> On July 17, 2018, 8:52 p.m., Stephan Erb wrote:
> > src/main/java/org/apache/aurora/scheduler/updater/JobUpdateControllerImpl.java
> > Lines 413-417 (patched)
> > <https://reviews.apache.org/r/67696/diff/9/?file=2059744#file2059744line414>
> >
> > I am a bit confused about this. Can you please elaborate a bit more
> > when/how you observed this problem?
> >
> > I am mostly concerned about race conditions here.
> >
> > For example, say I trigger a job update from config A to B. Shortly
> > before I update an instance the instance fails or transitions to LOST.
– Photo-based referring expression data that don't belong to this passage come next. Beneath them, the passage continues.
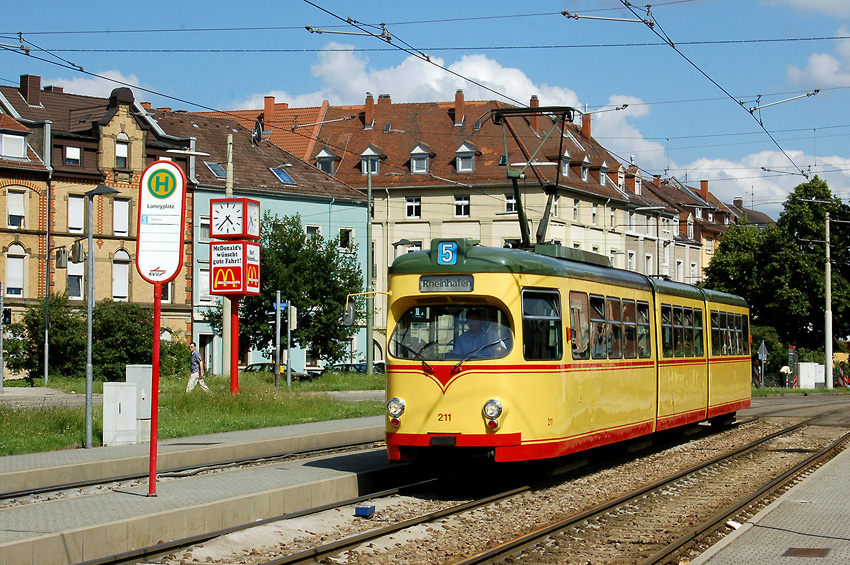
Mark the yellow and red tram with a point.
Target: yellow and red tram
(519, 355)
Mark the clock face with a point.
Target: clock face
(253, 222)
(226, 218)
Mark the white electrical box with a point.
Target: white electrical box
(119, 414)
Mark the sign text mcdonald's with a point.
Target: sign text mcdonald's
(235, 267)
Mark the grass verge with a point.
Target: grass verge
(258, 405)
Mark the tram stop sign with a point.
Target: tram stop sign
(762, 352)
(162, 216)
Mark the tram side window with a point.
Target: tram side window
(689, 331)
(579, 325)
(667, 330)
(678, 332)
(598, 346)
(629, 330)
(644, 342)
(698, 339)
(738, 345)
(541, 325)
(615, 329)
(716, 343)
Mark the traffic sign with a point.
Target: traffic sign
(162, 217)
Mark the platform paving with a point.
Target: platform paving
(808, 524)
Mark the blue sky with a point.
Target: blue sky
(686, 118)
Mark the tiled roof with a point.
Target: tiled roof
(251, 163)
(298, 141)
(398, 128)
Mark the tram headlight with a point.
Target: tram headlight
(492, 409)
(395, 407)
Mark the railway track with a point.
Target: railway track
(657, 523)
(650, 525)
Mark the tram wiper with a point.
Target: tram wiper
(418, 356)
(471, 353)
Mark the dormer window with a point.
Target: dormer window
(73, 156)
(465, 158)
(122, 150)
(419, 160)
(325, 161)
(216, 169)
(13, 146)
(370, 161)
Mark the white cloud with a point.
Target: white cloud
(824, 69)
(96, 86)
(840, 8)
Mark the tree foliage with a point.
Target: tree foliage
(314, 275)
(781, 270)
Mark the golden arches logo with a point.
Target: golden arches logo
(225, 278)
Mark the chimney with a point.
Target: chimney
(31, 89)
(369, 115)
(585, 125)
(268, 109)
(534, 119)
(459, 107)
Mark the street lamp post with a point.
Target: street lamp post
(100, 189)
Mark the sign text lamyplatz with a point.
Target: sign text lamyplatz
(162, 213)
(235, 267)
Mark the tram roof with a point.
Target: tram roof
(563, 262)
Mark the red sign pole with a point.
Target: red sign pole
(234, 345)
(157, 310)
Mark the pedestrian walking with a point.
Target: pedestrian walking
(197, 370)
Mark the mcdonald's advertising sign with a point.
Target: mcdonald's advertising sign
(235, 268)
(162, 217)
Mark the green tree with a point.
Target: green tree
(67, 340)
(311, 273)
(122, 334)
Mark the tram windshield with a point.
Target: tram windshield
(430, 333)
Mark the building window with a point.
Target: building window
(346, 239)
(413, 207)
(73, 156)
(15, 210)
(121, 276)
(121, 217)
(204, 229)
(216, 169)
(122, 151)
(75, 280)
(373, 163)
(13, 146)
(461, 206)
(76, 213)
(15, 270)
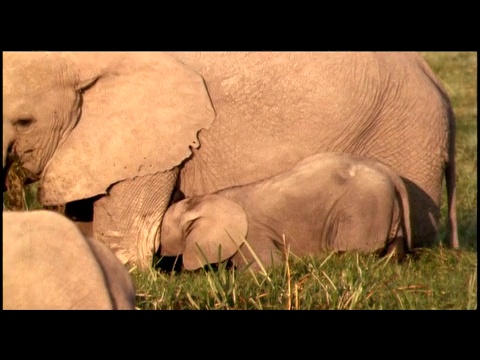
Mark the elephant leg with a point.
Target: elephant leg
(128, 219)
(362, 218)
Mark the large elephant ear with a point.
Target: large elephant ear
(214, 229)
(140, 115)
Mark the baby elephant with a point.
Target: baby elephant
(49, 264)
(327, 202)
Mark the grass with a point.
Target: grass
(436, 278)
(431, 279)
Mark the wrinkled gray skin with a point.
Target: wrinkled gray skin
(49, 265)
(328, 202)
(127, 129)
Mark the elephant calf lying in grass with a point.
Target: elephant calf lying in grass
(49, 264)
(327, 202)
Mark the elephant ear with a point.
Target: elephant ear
(140, 115)
(214, 229)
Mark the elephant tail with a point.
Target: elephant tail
(402, 193)
(401, 189)
(450, 178)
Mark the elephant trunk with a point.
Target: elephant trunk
(128, 219)
(8, 136)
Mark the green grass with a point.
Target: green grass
(436, 278)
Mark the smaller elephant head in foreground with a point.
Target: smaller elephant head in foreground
(49, 264)
(327, 202)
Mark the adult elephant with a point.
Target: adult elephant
(126, 129)
(49, 264)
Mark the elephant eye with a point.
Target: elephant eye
(23, 124)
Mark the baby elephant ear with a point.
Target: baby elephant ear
(214, 230)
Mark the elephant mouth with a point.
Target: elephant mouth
(15, 175)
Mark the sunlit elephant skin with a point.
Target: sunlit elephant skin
(128, 129)
(49, 265)
(328, 202)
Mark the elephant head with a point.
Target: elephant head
(85, 121)
(206, 229)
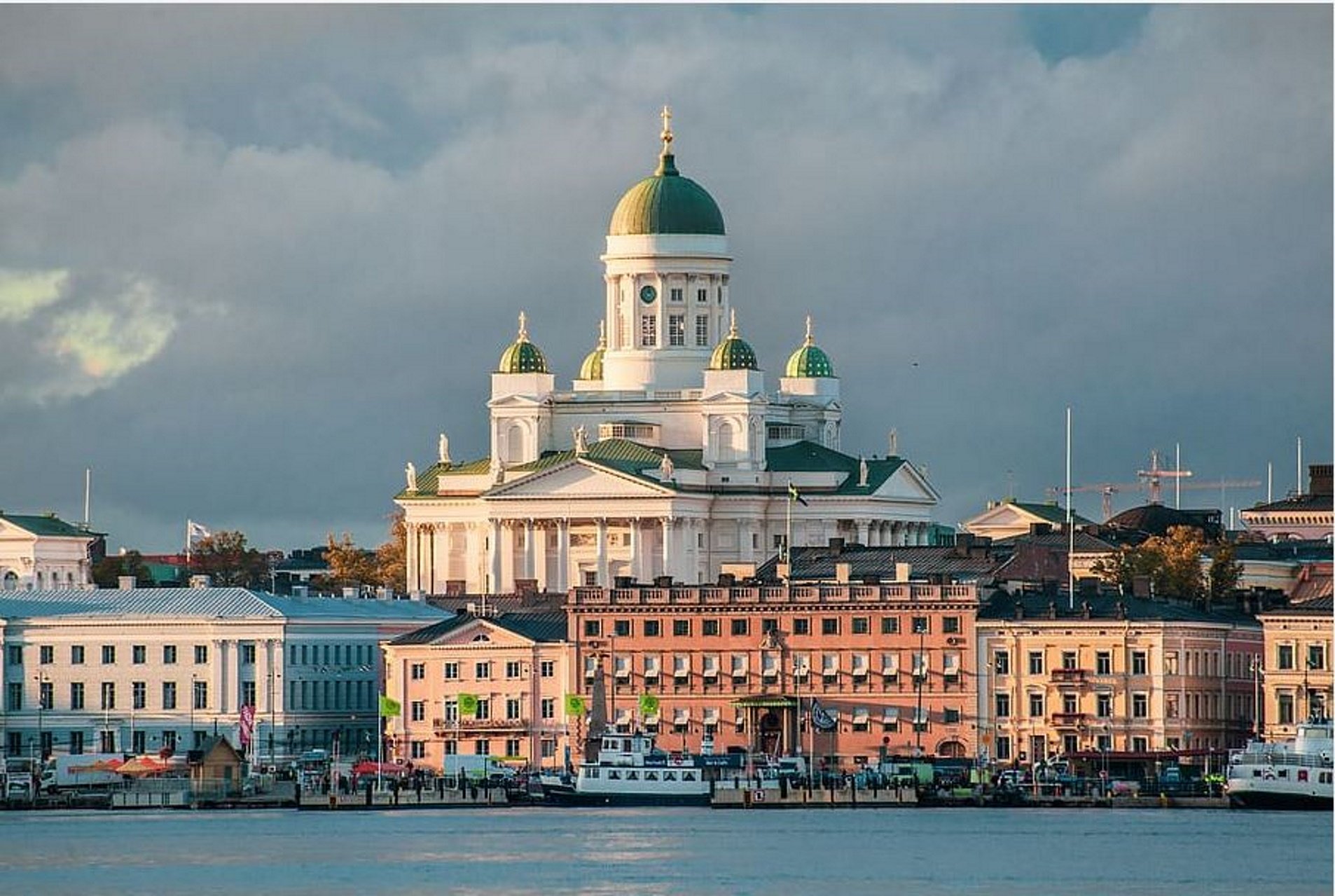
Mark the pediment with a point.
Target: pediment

> > Concurrently we might end up hopping into the `instanceChanged` method
> > here, but bail due to the new guard without ever handling the switch from
> > config A to B.
> >
> > Could be that I am missing something entirely here. Would be great if
> > you could elaborate.
Good question.
When we determine what action we should perform on an instance, we use the
config/state we get from these task events. If we are using stale information,
we may be producing inaccurate actions to perform. This is a rare scenario but
it relies on tons of async events happening at the same time so there is a
large delay in event processing. The scenario that I encountered that lead me
to introduce this guard was the following:
1. Task "ABC-old-1" is being scheduled and goes from ASSIGNED -> RUNNING
(RUNNING is now on queue to be evaluated as an update)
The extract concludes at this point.